Monday, March 15, 2010

What is Autism?

Autism is a general term used to describe a group of complex developmental brain disorders known as Pervasive Developmental Disorders (PDD). There are five disorders under the PDD umbrella: PDD-NOS (PDD-Not Otherwise Specified), Asperger's Syndrome, Rett Syndrome and Childhood Disintegrative Disorder. These are also referred to as Autism Spectrum Disorders (ASD).

Autism was first identified as a unique condition in 1943. Its cause remains unknown, but is thought to be a combination of genetic susceptibility and environmental factors. The CDC states that as many as 1 in 110 children may be affected with ASD.

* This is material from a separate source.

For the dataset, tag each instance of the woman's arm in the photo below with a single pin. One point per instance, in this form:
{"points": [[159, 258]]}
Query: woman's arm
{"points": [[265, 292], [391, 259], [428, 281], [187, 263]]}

According to the NIH, all children with ASD demonstrate deficits in 1) social interaction, 2) verbal and nonverbal communication, and 3) repetitive behaviors or interests. These deficits and behaviors may range from mild to severe and present differently in each child. Children generally begin to present signs of ASD between 12 and 36 months of age.



What role do service dogs play?



Several agencies train service dogs specifically for the needs of children and adults with ASD. Dogs are trained from puppyhood, then placed with individuals and their caregivers after a thorough application, screening, and training process. These dogs are certified service animals and their access is protected under the Americans with Disabilities Act (ADA). Among other skills, dogs can be trained to interrupt unwanted repetitive behaviors, prevent impulsive running, alert caregivers to potential problems, increase comfort with tactile experiences, and decrease social isolation. Some service dogs are also trained in tracking/search and rescue.